I could easily live with her thinking of me as morally or mentally deranged. But since she is in the position of an educator – she happens to run a publicly funded exhibition space -, her views on people who might fall for propaganda are dangerous. It is easiest, I know, to look at your opponent as someone being stupid or morally completely out of line. I think if you do this, it is quite certain, that you and your opponent can at least agree on this one idea – since he definitely thinks of you the same way. But beyond this fictitious agreement, there is little we have learned from this encounter.

She did not even seem to try to understand the mechanisms at work here. For her, all the young men who watch these videos are stupid and all the people who make the videos are evil. She did not really express that, but since I look at the material and work with it, to her, I might even fall in both categories.

One of her arguments was quite striking. She said, the people who create these videos burn innocent victims and are therefore purely evil. At a first glimpse, that sounds like a sound argument. But upon close inspection, I find it funny that she goes for this argument. Since she does not watch any propaganda of this kind – something she made quite clear – it is certainly unknown to her, that this is precisely the argument that is used in some of the propaganda videos. Quite often you see footage of burned and maimed civilians, very often of innocent children, before the video shows the execution of accused spies or foreign soldiers. They seem to look at us in the West as those who burn and maim the innocent and therefore the evil ones.

So, does it help if both sides call the other evil? I guess not. But this is also not the question I am interested in addressing with my work. Taken the decision aside who might be more evil and just take is as a given fact that not everyone who falls for propaganda lacks a degree of higher education, what can we learn from these videos? How do they function? And what could be a societies response to counter them? These are questions the curator should not come to easily, if she is really that quick in dismissing all that is shown.

One reason for her lack of understanding might be that she has a hard time looking beyond the brutality in these videos. But while writing this, the question pops up, how this could matter, since she does not watch any of these videos. From a first-hand perspective, she has little knowledge about how brutal these videos truly are. I guess we are in the realm of the slogan-ized “decapitation video”. It is claimed constantly that these videos are so brutal that no one should watch them and therefore they are somehow removed from an open debate. Many of the videos are absolutely horrible – don’t get me wrong on that – but most are not really beyond the brutality level of Hollywood. Maybe she can not stand R-rated movies either.

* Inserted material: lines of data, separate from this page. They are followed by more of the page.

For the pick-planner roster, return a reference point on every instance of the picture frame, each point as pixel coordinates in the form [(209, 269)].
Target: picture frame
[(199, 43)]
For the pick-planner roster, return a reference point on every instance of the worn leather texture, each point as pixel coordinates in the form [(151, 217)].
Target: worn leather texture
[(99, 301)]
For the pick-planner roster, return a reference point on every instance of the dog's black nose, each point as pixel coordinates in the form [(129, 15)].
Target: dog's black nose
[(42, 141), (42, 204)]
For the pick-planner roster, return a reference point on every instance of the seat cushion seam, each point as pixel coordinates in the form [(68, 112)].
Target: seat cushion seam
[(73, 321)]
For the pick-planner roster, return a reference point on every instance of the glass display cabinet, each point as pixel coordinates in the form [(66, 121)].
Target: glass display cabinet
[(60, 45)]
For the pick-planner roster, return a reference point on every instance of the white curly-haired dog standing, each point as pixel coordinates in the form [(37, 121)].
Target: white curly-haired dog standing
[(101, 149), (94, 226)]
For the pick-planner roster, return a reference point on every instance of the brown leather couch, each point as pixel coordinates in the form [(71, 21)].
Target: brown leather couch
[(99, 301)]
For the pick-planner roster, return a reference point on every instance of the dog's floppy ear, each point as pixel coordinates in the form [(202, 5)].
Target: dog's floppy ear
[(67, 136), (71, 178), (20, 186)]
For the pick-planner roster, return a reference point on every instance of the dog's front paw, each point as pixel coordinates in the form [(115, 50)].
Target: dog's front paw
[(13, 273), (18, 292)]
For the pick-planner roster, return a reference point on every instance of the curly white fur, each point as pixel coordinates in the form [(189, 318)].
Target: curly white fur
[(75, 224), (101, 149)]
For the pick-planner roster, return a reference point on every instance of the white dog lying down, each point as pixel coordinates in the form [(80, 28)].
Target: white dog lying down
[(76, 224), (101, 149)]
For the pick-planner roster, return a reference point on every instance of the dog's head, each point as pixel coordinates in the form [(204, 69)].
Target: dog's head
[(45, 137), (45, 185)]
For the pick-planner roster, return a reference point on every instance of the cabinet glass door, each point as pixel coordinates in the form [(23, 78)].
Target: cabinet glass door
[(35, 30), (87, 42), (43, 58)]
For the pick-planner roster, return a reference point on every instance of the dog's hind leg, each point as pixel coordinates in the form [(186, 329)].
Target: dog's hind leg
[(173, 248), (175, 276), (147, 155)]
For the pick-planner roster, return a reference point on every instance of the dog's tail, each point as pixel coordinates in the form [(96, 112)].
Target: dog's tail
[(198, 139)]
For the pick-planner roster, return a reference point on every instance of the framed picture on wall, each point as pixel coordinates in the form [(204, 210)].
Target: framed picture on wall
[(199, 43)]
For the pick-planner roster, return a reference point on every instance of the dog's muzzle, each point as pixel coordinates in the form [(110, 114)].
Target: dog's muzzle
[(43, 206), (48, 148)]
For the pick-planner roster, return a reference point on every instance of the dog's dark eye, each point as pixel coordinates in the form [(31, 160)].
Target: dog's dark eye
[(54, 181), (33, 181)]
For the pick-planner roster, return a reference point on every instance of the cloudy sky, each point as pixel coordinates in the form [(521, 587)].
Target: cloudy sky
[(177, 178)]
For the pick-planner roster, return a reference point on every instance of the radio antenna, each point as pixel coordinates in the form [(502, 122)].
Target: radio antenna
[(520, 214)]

To her the brutality might appear to be so outrageous that there is little left to understand. But she is, from what I see, certainly not the kind of person these videos are targeted at. Years ago, when the first Kill Bill movie came out, I went to see it with two Japanese friends. I was somewhat overwhelmed by the amount of violence, blood and gore shown. To my Japanese friends this seemed quite normal. To them, it was a normal way to tell a story about violence. I, on the other hand, grew up with something we might call “more subtle”. Maybe “less revealing” might be a better word for it. Tell the same violent story with less blood and the story might win you an award in Cannes.

But this does not mean that one way to tell a story is the better way. Communication always has a sender and a recipient. And both sides must come to terms on the language they use. This is true for written or spoken language and it is similarly true for a visual form of storytelling.

I would guess that the curator would be amongst those people who complain about young people and the “degenerate” way they speak. The slang youth uses seems to be disturbing for every generation of adults. Languages evolve.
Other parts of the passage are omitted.